Maybe I just need to focus a bit more. Distill things down to their essence. Find the thing that interests me at the core of all mybusy motion. Stop shooting and processing so much and look more. I started a new exercise last week. I do one walk a week where I take no camera. I have no agenda. I walk and I look and I let everything soak in. Sometimes I'll just stop and watch the light reflect off the mirrored surface of one building and paint a brick building across the street in a golden tone.
Rather than concentrate on setting my camera correctly for street photography the whole not having a camera means I spend more time looking at people more deeply. Looking at their eyes. Looking for their human condition. Are they happy or sad. Disturbed or thoughtful. At peace or agitated. Busy to get somewhere or lost in their own world.
I don't think I ever wanted my work to be decorative or totally representational and yet in my quest to stay busy (thanks a lot, my Puritanical fore bearers....) I've spent too much valuable time shooting reflections and coffee cups and random people doing random things.
I've always known that the benefit of walking through my city is two fold: I get some needed exercise and fresh air, and, I know where everything is located. But as far as photography goes it's just another way I've let resistance come between me and what I should be doing with my camera (the one I already own) and what I should be doing with my keyboard.
I'm about to have another birthday. It's coming up next month. On my birthday I'll be in NYC at Photo Plus talking about a new camera. It's a job. And it's another aspect of resistance. I know long term I should be doing the things that will push me relentlessly toward my over riding goals. But I can always justify classes and presenter gigs, blog writing and things like that because I need the income and the cash flow. Just about everybody does. Gotta put the boy through college. Gotta keep saving for retirement....
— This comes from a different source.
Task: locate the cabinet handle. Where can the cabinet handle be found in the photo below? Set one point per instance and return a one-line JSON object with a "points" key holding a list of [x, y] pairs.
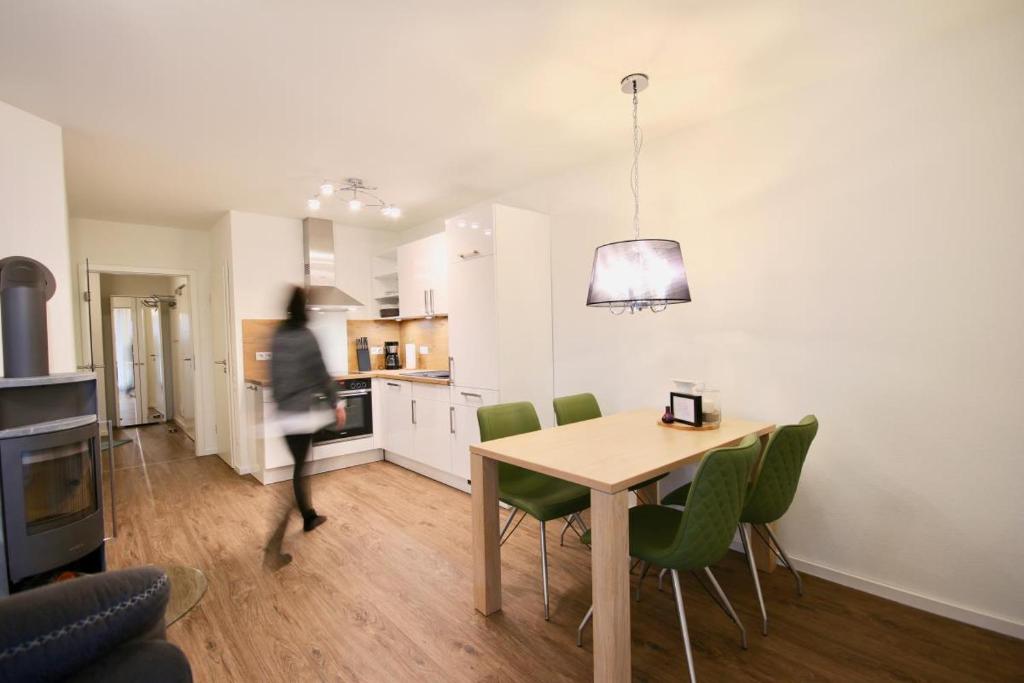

And yet there is always the uncomfortable thought that I'll put off the work I really want to do in order to be "productive" and "responsible" and just as I've succeeded in fulfilling my self-imposed obligations, just as I'm ready to do the one big thing I'll get hit by a bus or contract some dreadful disease and the whole house of cards will tumble down.
I think the feeling of hitting the inspirational wall is a signal that you've lost your way or you've surrounded your way with so much fluff that you can no longer clearly see the path on which you want to be. If that's the case it's time to get the shovel and dig out from under all the meaningless crap so you can see just where to put your feet in order to move yourself forward, in the direction you chose. Toward the goals that you set.
Cameras and busy photography sure have a way of bogging us down. Mastering the discipline to distill everything down until it becomes obvious what you wan to do is the key. Doing it now is the schedule.